Lord’s Storehouse food bank Director Kay Rossiter said, at Thanksgiving, entire meals were provided for 335 families and 10,050 pounds of food were distributed. During the month of December, 30,472 pounds of food were distributed to 757 families.
“I think the earlier article in the Herald reminded people of the food bank’s needs and they responded with more donations,” Rossiter said. “We got a donation of a lot of hams for Christmas to give to over 200 families.”
The Lord’s Storehouse is located at the back of Trinity Lutheran Church at 50 Yellow Creek Road. The facility was expanded several years ago with a drive-up where volunteers will bring a box of food to the recipient’s vehicle. The food bank has four separate rooms for storing commodities and canned items; eight refrigerators and fifteen freezers store donated meat and other products.
Volunteer Steve Stonebraker is the inventory expert for the food bank and keeps track of all items. Rossiter said they have to plan for the future as they recognize the need will continually rise as inflation affects more and more people financially.
“The food bank would not exist without our 22 volunteers,” Rossiter said. “Currently, we have two LDS missionaries who are dong their service at the food bank and they are nice strong young men who help us a lot. Local youth who are doing community service also help out. One young woman who completed her community service still comes because she enjoyed it so much.”
Rossiter said the duties and responsibilities of the volunteers are to help with unloading of food donations, cleaning and stocking the pantry shelves and putting food items away. She said they do meal planning inventory and load the boxes to go out to patrons. All boxes of food are weighed so that each recipient gets the same amount of food, which is usually around 20-30 pounds in each box, depending on what is available, Rossiter said.
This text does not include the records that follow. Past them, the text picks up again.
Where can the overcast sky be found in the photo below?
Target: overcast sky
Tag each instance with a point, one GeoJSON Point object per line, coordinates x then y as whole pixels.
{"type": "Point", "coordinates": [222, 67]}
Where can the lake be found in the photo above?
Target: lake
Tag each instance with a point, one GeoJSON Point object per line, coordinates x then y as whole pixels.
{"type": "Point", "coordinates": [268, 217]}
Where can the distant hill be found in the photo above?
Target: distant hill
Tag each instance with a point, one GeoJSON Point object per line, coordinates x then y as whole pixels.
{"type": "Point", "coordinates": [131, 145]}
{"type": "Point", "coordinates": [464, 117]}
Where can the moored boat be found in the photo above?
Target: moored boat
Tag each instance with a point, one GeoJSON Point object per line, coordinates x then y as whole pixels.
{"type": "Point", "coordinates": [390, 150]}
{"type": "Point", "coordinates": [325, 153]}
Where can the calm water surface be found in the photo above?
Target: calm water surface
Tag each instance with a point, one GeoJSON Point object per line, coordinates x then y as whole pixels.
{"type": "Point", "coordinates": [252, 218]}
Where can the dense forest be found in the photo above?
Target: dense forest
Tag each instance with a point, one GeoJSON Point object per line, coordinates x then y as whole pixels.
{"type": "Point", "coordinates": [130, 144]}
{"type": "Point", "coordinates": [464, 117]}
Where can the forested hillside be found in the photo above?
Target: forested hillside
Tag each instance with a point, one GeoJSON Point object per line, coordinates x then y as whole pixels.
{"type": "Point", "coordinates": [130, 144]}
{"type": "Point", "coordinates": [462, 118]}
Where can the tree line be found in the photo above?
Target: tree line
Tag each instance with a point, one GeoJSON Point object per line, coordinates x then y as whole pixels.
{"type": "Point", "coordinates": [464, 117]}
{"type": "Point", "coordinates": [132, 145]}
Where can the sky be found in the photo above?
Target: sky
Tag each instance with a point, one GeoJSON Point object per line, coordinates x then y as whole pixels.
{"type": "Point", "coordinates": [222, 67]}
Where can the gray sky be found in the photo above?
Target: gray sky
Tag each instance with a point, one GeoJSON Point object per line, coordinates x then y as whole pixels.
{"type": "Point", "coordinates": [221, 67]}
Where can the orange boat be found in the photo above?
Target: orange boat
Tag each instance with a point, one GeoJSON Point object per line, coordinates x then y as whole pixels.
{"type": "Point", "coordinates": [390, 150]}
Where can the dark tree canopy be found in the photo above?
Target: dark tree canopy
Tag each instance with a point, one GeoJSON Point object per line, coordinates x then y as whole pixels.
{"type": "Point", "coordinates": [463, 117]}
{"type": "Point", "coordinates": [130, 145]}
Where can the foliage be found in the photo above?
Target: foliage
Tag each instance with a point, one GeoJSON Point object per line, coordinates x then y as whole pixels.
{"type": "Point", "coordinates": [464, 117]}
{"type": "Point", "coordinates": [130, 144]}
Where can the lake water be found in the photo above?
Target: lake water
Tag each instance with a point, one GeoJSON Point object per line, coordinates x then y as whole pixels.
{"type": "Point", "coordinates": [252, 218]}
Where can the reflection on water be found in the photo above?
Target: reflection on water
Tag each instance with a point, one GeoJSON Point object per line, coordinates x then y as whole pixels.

“The city crew comes with their forklift and helps us with unloading when we get the big truck loads from the major donors like the Wyoming Food Bank,” volunteer Stonebraker said. “Toni Walworth is the longtime loyal volunteer who works hard to keep the volunteers organized and things running smoothly,” he added, pointing to Walworth who was busy loading boxes and directing the other volunteers.
Stonebraker indicated a chart on the wall of the storehouse facility where he had written statistics on the amount of food distributed by the year. In the year 2021, the Lord’s Storehouse food bank distributed 265,376 pounds of food to 6,803 families. The year 2022 saw a significant increase in the number of families receiving boxes of food, up to 9,033. The amount of food decreased down to 227,557 pounds due to availability. Stonebraker said he thinks the increase in the number of families is due to inflation in the country.
As the Lord’s Storehouse director, Rossiter is responsible for all of the paperwork, budgeting, audits, 990 tax returns, and regular reports to the major donors.
“I am eternally grateful to all the volunteers,” Rossiter said. “Without them we couldn’t do what we do. The food bank would not exist without their help.”